Tutta la vicenda tra Nora e Hae Sung è poi intesa come un confronto tra due concezioni del destino, la prima corrispondente all’In-Yun, una parola che in coreano significa “destino” e che si riferisce ai rapporti tra le persone. Esso spiega che quando c’è qualcosa di magico tra due persone vuol dire che c’è stata una qualche forma di incontro ripetuto molte volte (almeno 8.000!) tra loro nelle vite passate, e questo può essere avvenuto in tanti modi diversi, da molto intenso a solo occasionale, come uno sfioramento inavvertito dei rispettivi vestiti. Centrale è quindi in questo concetto il ripetersi non casuale dei destini attraverso successive reincarnazioni che possono prefigurare anche incontri in vite successive, come Nora e Hae Sung forse si sussurrano alla fine. L’occidentalizzata Nora aveva peraltro cinicamente affermato poco prima che l’In-Yun è soltanto “un concetto che i coreani dicono per sedurre qualcuno”. In quest’ottica le “past lives” non sono quindi quelle dei due ragazzini di Seul innamorati, ma quelle delle loro vite passate in chissà quale forma di esistenza.
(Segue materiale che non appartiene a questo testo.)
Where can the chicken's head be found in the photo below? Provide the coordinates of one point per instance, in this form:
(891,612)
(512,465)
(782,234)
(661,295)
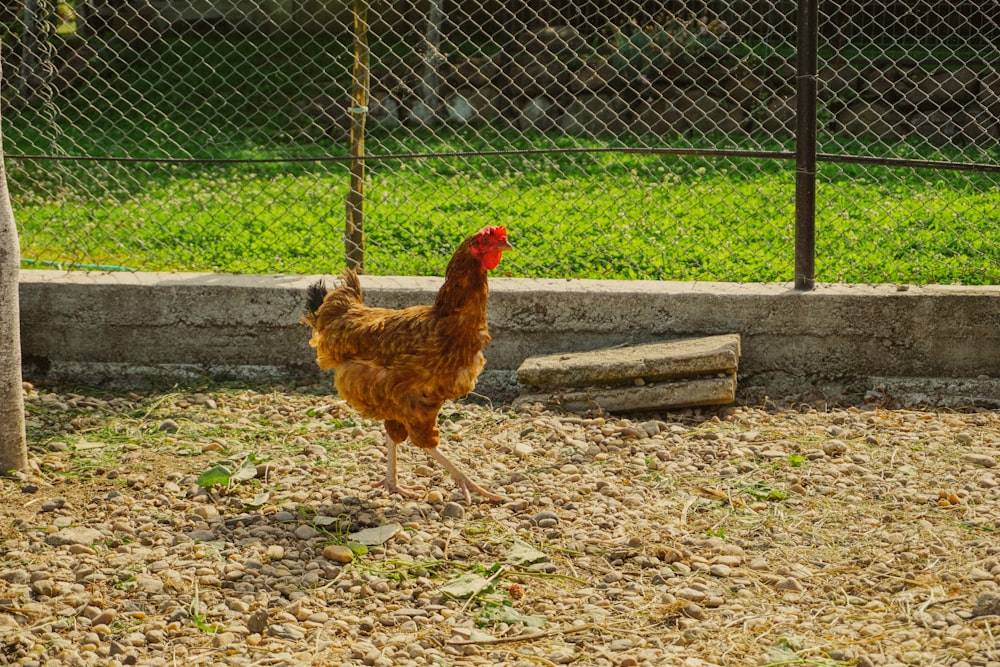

La seconda concezione è invece piuttosto occidentale e si riferisce alla casualità degli incontri tra le persone, un tema che corrisponde al concetto di serendipity. Questo tema emerge quando Arthur, gravato dall’insicurezza di vedere spuntare il rivale, chiede a Nora se in fondo il loro matrimonio sia puramente legato all’essersi casualmente incontrati, o forse anche alla necessità per Nora di acquisire la green card attraverso il matrimonio. Insomma Arthur si chiede quanta fragilità sia presente nel loro stare insieme. Nora gli risponde che “se è finita così è perché doveva finire così”, dando testimonianza ancora una volta di un estremo pragmatismo, che è a sua volta una forma di credo religioso.
In sintesi, questo film esplora i sentimenti attraverso le parole e gli sguardi (Hae Sung non è certo un campione di comunicazione), per riflettere su ciò che è stato e ciò che avrebbe potuto essere ma che comunque ha generato conseguenze sul piano dei sentimenti. Ed anche la determinata Nora, apparentemente sicura nella sua decisione di lasciar andare Hae Sung, tornando al suo appartamento piange a dirotto tra le braccia di Arthur.